A gente ainda tem na mente os modelos de "mulher para casar" e do "bom rapaz". Eu, por exemplo, demorei à beça para perceber a esparrela contida nesses tipos e algumas de nós nem vislumbra que se trata de uma armadilha. Conheço várias mulheres esclarecidas que botam fé na boa mocice delas e na cara falsa de bom rapaz deles. Oh, coitadas!...
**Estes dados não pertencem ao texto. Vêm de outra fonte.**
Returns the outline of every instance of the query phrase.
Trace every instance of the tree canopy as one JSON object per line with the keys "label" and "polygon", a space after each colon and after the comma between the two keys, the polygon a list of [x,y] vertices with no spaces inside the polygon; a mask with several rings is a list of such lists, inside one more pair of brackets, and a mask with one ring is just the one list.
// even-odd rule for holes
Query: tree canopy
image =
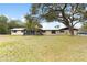
{"label": "tree canopy", "polygon": [[57,21],[69,28],[70,35],[74,35],[74,26],[83,21],[83,12],[86,4],[83,3],[41,3],[32,4],[32,13],[47,22]]}

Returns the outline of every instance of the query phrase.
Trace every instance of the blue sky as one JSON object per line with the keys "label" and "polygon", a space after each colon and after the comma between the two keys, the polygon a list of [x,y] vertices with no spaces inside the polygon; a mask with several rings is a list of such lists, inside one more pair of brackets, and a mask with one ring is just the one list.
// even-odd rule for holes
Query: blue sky
{"label": "blue sky", "polygon": [[[24,14],[29,13],[30,3],[0,3],[0,14],[7,15],[9,19],[24,20]],[[43,29],[55,29],[55,25],[64,25],[58,22],[42,23]],[[77,25],[79,26],[79,24]]]}
{"label": "blue sky", "polygon": [[31,4],[29,3],[0,3],[0,14],[9,18],[21,19],[29,12]]}

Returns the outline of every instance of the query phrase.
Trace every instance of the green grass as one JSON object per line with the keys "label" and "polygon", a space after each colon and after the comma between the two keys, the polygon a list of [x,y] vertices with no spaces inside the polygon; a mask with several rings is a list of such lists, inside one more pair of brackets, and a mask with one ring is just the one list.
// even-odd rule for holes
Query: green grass
{"label": "green grass", "polygon": [[0,36],[0,61],[87,62],[87,36]]}

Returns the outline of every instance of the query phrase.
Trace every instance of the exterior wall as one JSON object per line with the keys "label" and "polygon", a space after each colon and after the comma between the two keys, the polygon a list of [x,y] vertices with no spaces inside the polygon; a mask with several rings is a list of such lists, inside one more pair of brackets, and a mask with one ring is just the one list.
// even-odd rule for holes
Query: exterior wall
{"label": "exterior wall", "polygon": [[[70,35],[69,31],[68,30],[63,30],[64,32],[61,32],[61,31],[55,31],[55,34],[52,34],[52,31],[45,31],[43,33],[43,35],[59,35],[59,34],[67,34],[67,35]],[[74,34],[77,35],[77,32],[76,30],[74,30]]]}
{"label": "exterior wall", "polygon": [[43,35],[51,35],[52,33],[51,33],[51,31],[45,31],[44,33],[43,33]]}
{"label": "exterior wall", "polygon": [[[77,32],[78,32],[78,31],[74,30],[74,34],[75,34],[75,35],[77,35]],[[64,30],[64,34],[70,35],[69,30]]]}
{"label": "exterior wall", "polygon": [[55,31],[55,33],[53,34],[51,30],[48,30],[48,31],[46,30],[46,31],[43,33],[43,35],[56,35],[56,34],[59,34],[59,32],[58,32],[58,31]]}
{"label": "exterior wall", "polygon": [[11,35],[24,35],[24,32],[22,32],[22,31],[17,31],[17,32],[11,31]]}

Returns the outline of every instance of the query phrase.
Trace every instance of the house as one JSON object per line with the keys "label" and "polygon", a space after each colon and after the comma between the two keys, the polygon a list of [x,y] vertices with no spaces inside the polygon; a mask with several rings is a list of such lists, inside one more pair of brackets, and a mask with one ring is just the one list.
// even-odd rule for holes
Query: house
{"label": "house", "polygon": [[42,34],[43,35],[55,35],[55,34],[58,34],[58,30],[56,29],[50,29],[50,30],[42,30]]}
{"label": "house", "polygon": [[[77,35],[78,29],[74,28],[73,30],[74,30],[74,34]],[[59,29],[59,33],[61,34],[69,34],[69,28],[62,28],[62,29]]]}
{"label": "house", "polygon": [[25,28],[13,28],[11,29],[11,35],[24,35],[26,33]]}
{"label": "house", "polygon": [[[74,34],[76,35],[78,32],[78,29],[74,28]],[[39,31],[30,31],[28,32],[25,28],[14,28],[11,29],[11,35],[58,35],[58,34],[69,34],[68,28],[62,28],[62,29],[40,29]]]}
{"label": "house", "polygon": [[[76,35],[78,32],[78,29],[74,28],[74,34]],[[50,30],[42,30],[43,35],[58,35],[58,34],[69,34],[68,28],[62,28],[62,29],[50,29]]]}

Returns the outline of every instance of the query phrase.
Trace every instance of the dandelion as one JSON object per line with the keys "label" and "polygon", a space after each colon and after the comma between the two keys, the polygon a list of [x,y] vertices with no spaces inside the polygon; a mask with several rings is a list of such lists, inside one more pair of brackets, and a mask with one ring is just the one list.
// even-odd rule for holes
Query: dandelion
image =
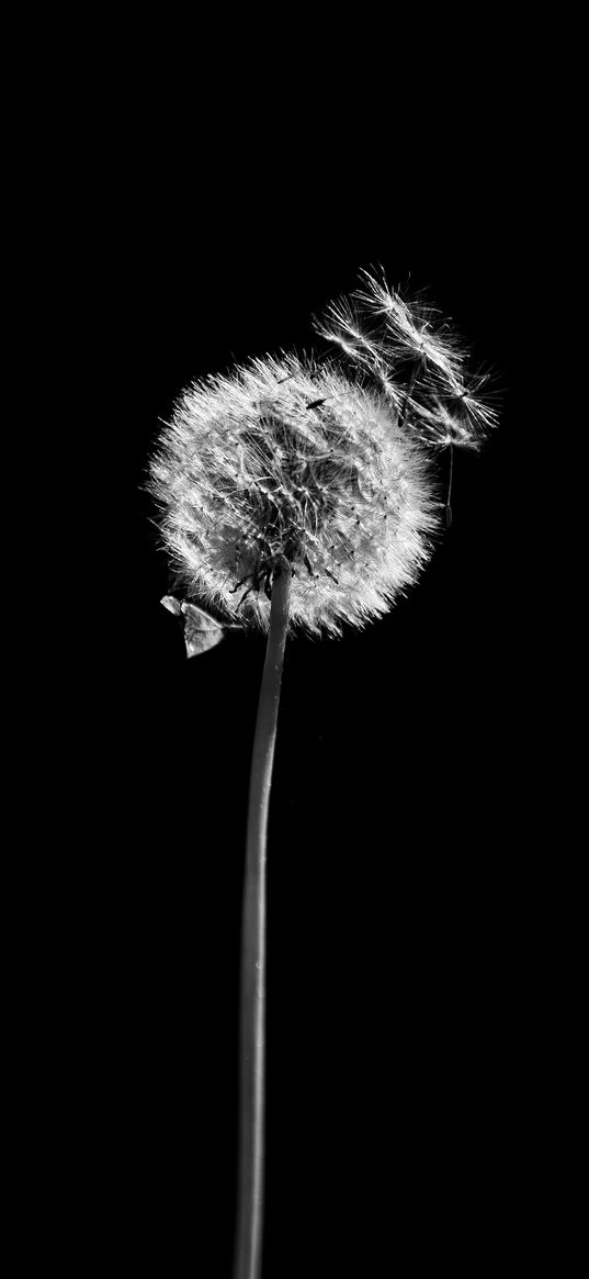
{"label": "dandelion", "polygon": [[478,448],[496,421],[432,308],[367,272],[316,329],[336,359],[281,353],[194,382],[149,462],[175,585],[198,600],[162,600],[189,655],[226,625],[267,634],[245,852],[235,1279],[261,1273],[266,842],[286,638],[362,628],[406,592],[442,524],[436,451]]}

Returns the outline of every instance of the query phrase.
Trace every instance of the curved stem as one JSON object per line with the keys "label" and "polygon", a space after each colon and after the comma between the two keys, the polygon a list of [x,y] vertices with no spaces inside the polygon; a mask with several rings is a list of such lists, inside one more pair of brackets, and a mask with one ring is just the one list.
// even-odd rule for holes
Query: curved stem
{"label": "curved stem", "polygon": [[275,570],[249,779],[241,923],[240,1152],[234,1279],[262,1274],[266,1059],[266,838],[289,625],[290,564]]}

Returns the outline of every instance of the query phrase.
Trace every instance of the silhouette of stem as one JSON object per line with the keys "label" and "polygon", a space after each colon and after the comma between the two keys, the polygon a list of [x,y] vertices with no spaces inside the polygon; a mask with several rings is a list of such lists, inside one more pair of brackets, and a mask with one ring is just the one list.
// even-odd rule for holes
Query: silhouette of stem
{"label": "silhouette of stem", "polygon": [[291,573],[282,556],[272,579],[270,632],[249,780],[241,923],[240,1151],[234,1279],[261,1279],[266,1069],[266,843]]}

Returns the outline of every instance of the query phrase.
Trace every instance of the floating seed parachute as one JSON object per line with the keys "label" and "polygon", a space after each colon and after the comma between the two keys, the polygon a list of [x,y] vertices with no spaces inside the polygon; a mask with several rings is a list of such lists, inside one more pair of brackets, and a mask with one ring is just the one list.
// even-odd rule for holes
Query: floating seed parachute
{"label": "floating seed parachute", "polygon": [[494,423],[432,312],[365,281],[316,321],[335,359],[268,356],[193,384],[151,459],[176,585],[221,624],[267,629],[282,558],[290,628],[383,614],[441,528],[434,453]]}

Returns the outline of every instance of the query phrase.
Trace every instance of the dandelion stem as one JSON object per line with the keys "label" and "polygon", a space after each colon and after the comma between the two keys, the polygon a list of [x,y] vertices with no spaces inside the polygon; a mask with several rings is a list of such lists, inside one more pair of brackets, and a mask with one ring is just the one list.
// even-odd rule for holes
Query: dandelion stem
{"label": "dandelion stem", "polygon": [[266,839],[289,624],[290,564],[275,570],[249,779],[241,925],[240,1152],[234,1279],[261,1279],[266,1067]]}

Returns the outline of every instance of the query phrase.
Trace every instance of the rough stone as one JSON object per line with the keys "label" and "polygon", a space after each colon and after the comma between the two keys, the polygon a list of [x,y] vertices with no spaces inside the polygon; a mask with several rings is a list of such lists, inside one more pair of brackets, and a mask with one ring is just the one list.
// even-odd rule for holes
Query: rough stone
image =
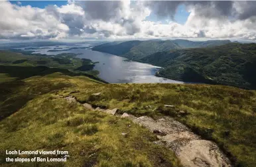
{"label": "rough stone", "polygon": [[105,112],[105,113],[107,113],[108,114],[112,114],[112,115],[115,115],[115,114],[116,113],[116,112],[117,111],[117,108],[114,108],[114,109],[107,109],[107,110],[103,110],[102,112]]}
{"label": "rough stone", "polygon": [[172,106],[172,105],[167,105],[167,104],[164,104],[164,107],[167,107],[167,108],[174,108],[174,107],[175,107],[174,106]]}
{"label": "rough stone", "polygon": [[101,92],[98,92],[98,93],[94,93],[94,94],[92,94],[92,95],[94,95],[94,96],[99,96],[101,93]]}
{"label": "rough stone", "polygon": [[85,104],[83,104],[83,106],[86,109],[88,109],[90,110],[94,110],[94,108],[90,104],[85,103]]}
{"label": "rough stone", "polygon": [[74,97],[73,96],[70,96],[66,97],[64,98],[66,100],[67,100],[68,102],[70,102],[70,103],[71,103],[71,102],[76,102],[76,100],[75,97]]}
{"label": "rough stone", "polygon": [[230,162],[217,145],[210,141],[194,140],[181,147],[176,155],[184,166],[229,167]]}
{"label": "rough stone", "polygon": [[122,114],[122,116],[121,117],[129,117],[129,115],[128,114],[127,114],[126,112],[125,112]]}

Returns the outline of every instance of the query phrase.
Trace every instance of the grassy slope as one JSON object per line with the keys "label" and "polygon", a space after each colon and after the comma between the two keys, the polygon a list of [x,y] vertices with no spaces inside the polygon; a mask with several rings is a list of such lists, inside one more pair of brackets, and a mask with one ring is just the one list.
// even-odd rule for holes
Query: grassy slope
{"label": "grassy slope", "polygon": [[[102,83],[59,73],[23,82],[15,88],[3,83],[5,86],[1,90],[9,90],[3,91],[1,101],[5,103],[11,98],[21,100],[23,94],[34,94],[19,111],[0,122],[1,166],[31,166],[31,163],[5,162],[5,149],[69,152],[66,163],[36,162],[34,166],[180,166],[170,150],[152,143],[156,135],[147,129],[127,119],[87,111],[81,104],[69,104],[56,95],[60,90],[69,94],[70,90],[89,90]],[[9,105],[17,106],[10,101]]]}
{"label": "grassy slope", "polygon": [[[154,163],[157,163],[155,166],[166,166],[178,163],[170,152],[149,142],[155,137],[147,131],[133,124],[132,129],[127,128],[131,123],[129,121],[84,111],[80,105],[69,105],[56,95],[71,94],[81,102],[118,108],[119,114],[126,112],[153,117],[172,116],[204,138],[216,141],[235,157],[233,160],[236,160],[237,165],[256,165],[254,90],[204,84],[105,84],[82,77],[59,74],[29,78],[19,86],[5,83],[0,88],[4,92],[1,106],[7,106],[7,111],[17,111],[25,105],[17,108],[13,102],[19,102],[26,94],[34,99],[0,122],[0,136],[5,139],[0,143],[1,150],[64,147],[72,152],[72,160],[66,164],[68,166],[72,166],[70,163],[72,161],[81,166],[91,163],[88,162],[92,158],[86,156],[93,153],[97,156],[92,159],[98,162],[98,166],[112,166],[114,164],[117,166],[139,164],[150,166]],[[48,93],[50,91],[52,93]],[[92,96],[99,92],[101,92],[100,96]],[[164,108],[163,104],[174,105],[176,109]],[[149,106],[151,106],[149,109]],[[179,117],[177,112],[180,110],[188,114]],[[52,132],[48,133],[49,129]],[[227,131],[228,135],[225,135]],[[123,132],[131,137],[123,138],[120,135]],[[86,133],[88,135],[84,135]],[[79,155],[81,152],[85,154]],[[138,156],[139,159],[135,158]],[[161,158],[165,161],[160,160]],[[165,162],[159,164],[160,161]],[[124,163],[127,163],[127,166]]]}
{"label": "grassy slope", "polygon": [[208,47],[220,46],[230,42],[229,40],[210,40],[206,42],[194,42],[185,40],[134,40],[123,42],[114,42],[107,43],[96,46],[93,48],[92,50],[136,60],[158,51],[163,51],[172,49]]}
{"label": "grassy slope", "polygon": [[255,44],[159,52],[141,61],[163,67],[159,74],[167,78],[256,88]]}
{"label": "grassy slope", "polygon": [[0,51],[0,83],[55,72],[71,76],[84,75],[97,79],[94,75],[98,72],[92,70],[94,63],[75,57],[73,53],[62,53],[52,57]]}

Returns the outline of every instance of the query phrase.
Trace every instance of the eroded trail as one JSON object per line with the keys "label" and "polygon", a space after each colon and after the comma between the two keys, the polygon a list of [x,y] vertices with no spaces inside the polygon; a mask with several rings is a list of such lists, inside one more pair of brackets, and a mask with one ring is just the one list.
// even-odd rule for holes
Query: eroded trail
{"label": "eroded trail", "polygon": [[[79,102],[75,97],[65,98],[70,102]],[[216,143],[202,139],[200,136],[182,123],[170,117],[162,117],[154,120],[148,116],[137,117],[127,113],[116,114],[117,108],[104,110],[94,108],[90,104],[82,104],[88,110],[103,112],[108,114],[127,117],[157,135],[159,141],[154,143],[162,145],[173,150],[184,166],[188,167],[227,167],[231,166],[227,157]]]}

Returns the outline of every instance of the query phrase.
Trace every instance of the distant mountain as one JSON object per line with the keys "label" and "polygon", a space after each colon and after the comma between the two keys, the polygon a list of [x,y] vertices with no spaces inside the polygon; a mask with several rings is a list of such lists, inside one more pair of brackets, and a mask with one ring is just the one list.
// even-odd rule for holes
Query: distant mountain
{"label": "distant mountain", "polygon": [[256,88],[256,44],[173,50],[138,61],[164,67],[157,75],[169,79]]}
{"label": "distant mountain", "polygon": [[133,40],[107,43],[96,46],[92,50],[120,55],[130,59],[137,59],[158,51],[173,49],[210,47],[231,42],[229,40],[209,40],[204,42],[194,42],[186,40]]}

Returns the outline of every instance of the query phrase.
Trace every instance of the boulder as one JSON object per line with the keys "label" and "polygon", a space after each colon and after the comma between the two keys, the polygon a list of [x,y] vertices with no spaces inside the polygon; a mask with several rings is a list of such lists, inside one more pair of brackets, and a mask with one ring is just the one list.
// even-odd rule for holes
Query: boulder
{"label": "boulder", "polygon": [[83,104],[84,107],[89,110],[94,110],[94,108],[92,106],[91,104],[85,103]]}
{"label": "boulder", "polygon": [[127,114],[126,112],[124,112],[122,116],[121,116],[121,117],[129,117],[129,115],[128,114]]}
{"label": "boulder", "polygon": [[167,104],[164,104],[164,107],[166,107],[166,108],[174,108],[175,107],[174,106],[167,105]]}
{"label": "boulder", "polygon": [[74,97],[73,96],[70,96],[66,97],[64,98],[70,103],[76,102],[75,97]]}
{"label": "boulder", "polygon": [[102,112],[107,113],[108,114],[115,115],[116,112],[117,111],[118,108],[114,108],[114,109],[107,109],[107,110],[103,110]]}
{"label": "boulder", "polygon": [[98,92],[98,93],[94,93],[94,94],[92,94],[92,95],[94,95],[94,96],[99,96],[101,93],[101,92]]}

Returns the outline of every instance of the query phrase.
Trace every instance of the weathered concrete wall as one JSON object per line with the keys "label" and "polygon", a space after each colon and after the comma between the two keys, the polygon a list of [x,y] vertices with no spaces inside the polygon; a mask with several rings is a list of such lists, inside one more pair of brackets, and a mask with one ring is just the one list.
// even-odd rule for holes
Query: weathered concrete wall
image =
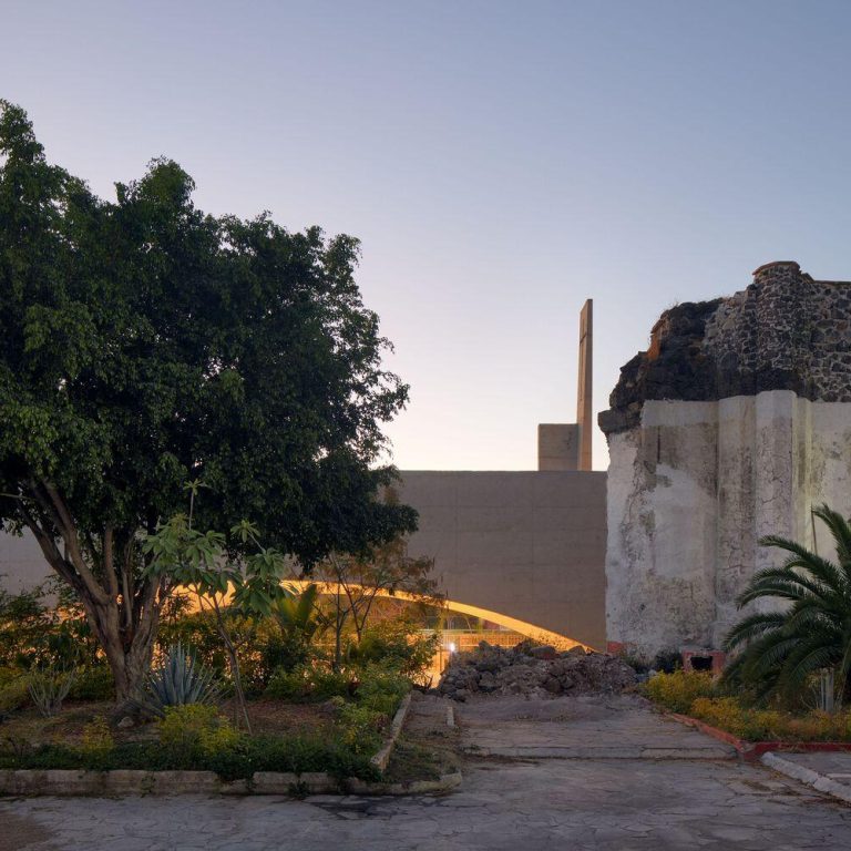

A tal mulher pra casar e os homens. Na juventude, aquele olhar comedor, que olha e examina de cima a baixo, que também admira a conduta, mas, sabe como é, "na volta a gente compra", não é hora pra isso. A boa moça é aquela com quem não se esculhamba, pois com essas o sujeito não se casa, só curte a vida. A boa moça é aquela que, depois do cara se lambuzar com tudo que a liberdade sexual tem para oferecer a um macho alfa, se ela ainda estiver por aí, ele casa. Ou isso, ou o cara já quer casar com ela com 20, para garantir... E ela vai cuidar dele e dos filhos, afinal, as boas mulheres são para isso; é a recompensa pelo favor do casamento, esse sacrifício feito pelo homem.
Eu passei muito tempo achando que isso era bom, que ser a "mulher pra curtir" era ser desumanizada pelos homens, mas percebi que, quando se trata do cara errado, não existe respeito seja lá o que faça uma mulher.
O bom rapaz que procura a mulher para casar não vê nela um outro ser humano igual a ele - quiça porque nem ele se vê como ser humano -, mas uma aquisição. Ele é incapaz de amá-la, pois, justamente, não consegue reconhecer a humanidade dela. Sabe cão de estimação? Pois é, a mulher é isso: um ser fofinho, amável, mas a serviço do dono sempre. É como um carro: atende uma expectativa do dono, significa um status social e é, sobretudo, uma posse. Não é lisonjeiro ser a mulher pra casar ou qualquer mulher de homem machista. É bem triste.
Agradeço às deusas nunca ter ido adiante com nenhum bom rapaz. :)
PS.: A boa moça também não existe, é deformação cultural, tipo pé de bailarina esmagado pela sapatilha apertada.